Frequency domain properties, 850 ,900, 1800, 1900 and 1900/2100 band handsets, possible future band plans,channel rasters, possible integration with DVB-H 5 MHz channel configurations

12.30 - 13.30 Lunch

13.30 - 15.00
CDMA 2000 PHY AND MAC

Code domain (Walsh code), time domain and frequency domain structure of CDMA2000, processing and implementation commonalities with W-CDMA, 3GPP1/3GPP2 work items including 1X Release 0 and Release 1, 1x EV-DO and 1X EV-DV(CDMA2000 Release C and Phase 2 data and voice), FDD/TDD system options including TD-SCDMA, other PHY and MAC options including WiFi wide area and wide area/ local area/personal area PHY and MAC integration.

15.00 - 15.30 Tea

15.30 - 17.00
EDGE/HSDPA/W-CDMA/CDMA2000 Handset, Base Station and Network Form Factor

Impact of dual transfer mode EDGE and HSDPA on handset and base station hardware and software form factor and functionality. Radio hardware design implications ,code footprints, memory and processor requirements, typical power budgets for hand held devices, typical power budgets for base station/node B platforms, size and weight constraints, future performance expectations.
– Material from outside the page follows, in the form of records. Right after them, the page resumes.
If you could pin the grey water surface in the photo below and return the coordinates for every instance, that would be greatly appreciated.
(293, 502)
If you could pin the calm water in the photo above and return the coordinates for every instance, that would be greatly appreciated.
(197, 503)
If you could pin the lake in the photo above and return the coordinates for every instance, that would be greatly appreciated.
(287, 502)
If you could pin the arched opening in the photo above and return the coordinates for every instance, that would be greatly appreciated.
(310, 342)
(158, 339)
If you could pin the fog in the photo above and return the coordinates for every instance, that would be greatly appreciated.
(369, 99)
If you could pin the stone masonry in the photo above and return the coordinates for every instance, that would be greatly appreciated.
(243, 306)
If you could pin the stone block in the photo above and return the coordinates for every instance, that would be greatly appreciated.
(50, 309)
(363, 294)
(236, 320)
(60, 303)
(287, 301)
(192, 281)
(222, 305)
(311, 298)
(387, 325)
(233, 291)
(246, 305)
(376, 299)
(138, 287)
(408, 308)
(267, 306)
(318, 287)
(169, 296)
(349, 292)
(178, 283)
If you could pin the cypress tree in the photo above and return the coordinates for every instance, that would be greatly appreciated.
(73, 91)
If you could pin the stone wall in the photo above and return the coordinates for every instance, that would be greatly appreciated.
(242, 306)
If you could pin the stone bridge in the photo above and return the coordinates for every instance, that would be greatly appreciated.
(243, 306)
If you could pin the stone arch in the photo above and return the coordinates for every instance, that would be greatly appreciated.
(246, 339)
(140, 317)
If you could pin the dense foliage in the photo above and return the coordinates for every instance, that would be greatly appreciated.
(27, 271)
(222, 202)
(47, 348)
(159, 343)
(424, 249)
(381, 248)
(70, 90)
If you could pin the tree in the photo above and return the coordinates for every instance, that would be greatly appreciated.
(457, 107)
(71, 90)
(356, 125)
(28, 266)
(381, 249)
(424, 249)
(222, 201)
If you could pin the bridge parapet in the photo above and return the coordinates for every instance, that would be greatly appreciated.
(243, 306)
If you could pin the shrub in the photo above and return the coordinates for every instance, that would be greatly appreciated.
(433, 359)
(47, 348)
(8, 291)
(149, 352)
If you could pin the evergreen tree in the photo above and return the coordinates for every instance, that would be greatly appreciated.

Intersystem handover, RRC measurement reports and RANAP commands, local areas, routing areas and UTRAN routing areas, (URA's). PTMSI and URA identity tracking, update requests, protocol context requests, signalling flows, user plane and control plane configuration, UE behaviour mapping and feature mismatch detection, frame structures and intermeasurement protocols, handover stability and related power budget issues.